Pathway to Secure and Trustworthy ZSM for LLMs: Attacks, Defense, and Opportunities
Sunder Ali Khowaja, Parus Khuwaja, Kapal Dev, Hussam Al Hamadi, Engin, Zeydan

TL;DR
This paper investigates security vulnerabilities, specifically membership inference attacks, on fine-tuned LLMs in ZSM networks, demonstrating high attack success rates and discussing defense strategies to enhance trustworthiness.
Contribution
It identifies and analyzes membership inference vulnerabilities in LLMs within ZSM networks and proposes directions for improving their security and trustworthiness.
Findings
Membership inference attacks can reach up to 92% success rate.
Attacks are effective across various downstream tasks.
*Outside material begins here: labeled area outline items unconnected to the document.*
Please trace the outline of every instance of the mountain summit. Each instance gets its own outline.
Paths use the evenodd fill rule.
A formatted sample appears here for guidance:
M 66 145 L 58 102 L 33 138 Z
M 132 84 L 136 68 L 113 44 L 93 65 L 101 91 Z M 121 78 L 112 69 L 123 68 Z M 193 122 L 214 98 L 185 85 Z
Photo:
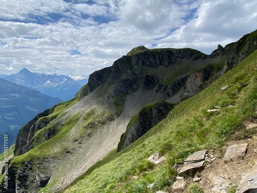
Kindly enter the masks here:
M 32 73 L 26 68 L 3 78 L 32 88 L 48 96 L 59 97 L 63 100 L 74 98 L 82 86 L 80 83 L 68 76 Z
M 256 119 L 256 33 L 209 55 L 137 47 L 94 72 L 72 100 L 21 129 L 8 167 L 13 182 L 8 190 L 2 183 L 2 189 L 150 192 L 150 184 L 153 191 L 170 187 L 174 164 L 224 144 L 237 130 L 248 133 L 244 121 Z M 160 166 L 146 160 L 156 152 L 167 157 Z

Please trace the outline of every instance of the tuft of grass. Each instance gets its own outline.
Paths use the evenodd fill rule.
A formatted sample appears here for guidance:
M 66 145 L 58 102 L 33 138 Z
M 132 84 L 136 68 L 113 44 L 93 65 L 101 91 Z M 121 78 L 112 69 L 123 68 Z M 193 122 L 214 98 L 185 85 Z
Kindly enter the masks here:
M 190 184 L 187 190 L 189 193 L 204 193 L 204 190 L 201 187 L 194 184 Z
Discussion of defense mechanisms and future research directions.
Abstract
Recently, large language models (LLMs) have been gaining a lot of interest due to their adaptability and extensibility in emerging applications, including communication networks. It is anticipated that ZSM networks will be able to support LLMs as a service, as they provide ultra reliable low-latency communications and closed loop massive connectivity. However, LLMs are vulnerable to data and model privacy issues that affect the trustworthiness of LLMs to be deployed for user-based services. In this paper, we explore the security vulnerabilities associated with fine-tuning LLMs in ZSM networks, in particular the membership inference attack. We define the characteristics of an attack network that can perform a membership inference attack if the attacker has access to the fine-tuned model for the downstream task. We show that the membership inference attacks are effective for any…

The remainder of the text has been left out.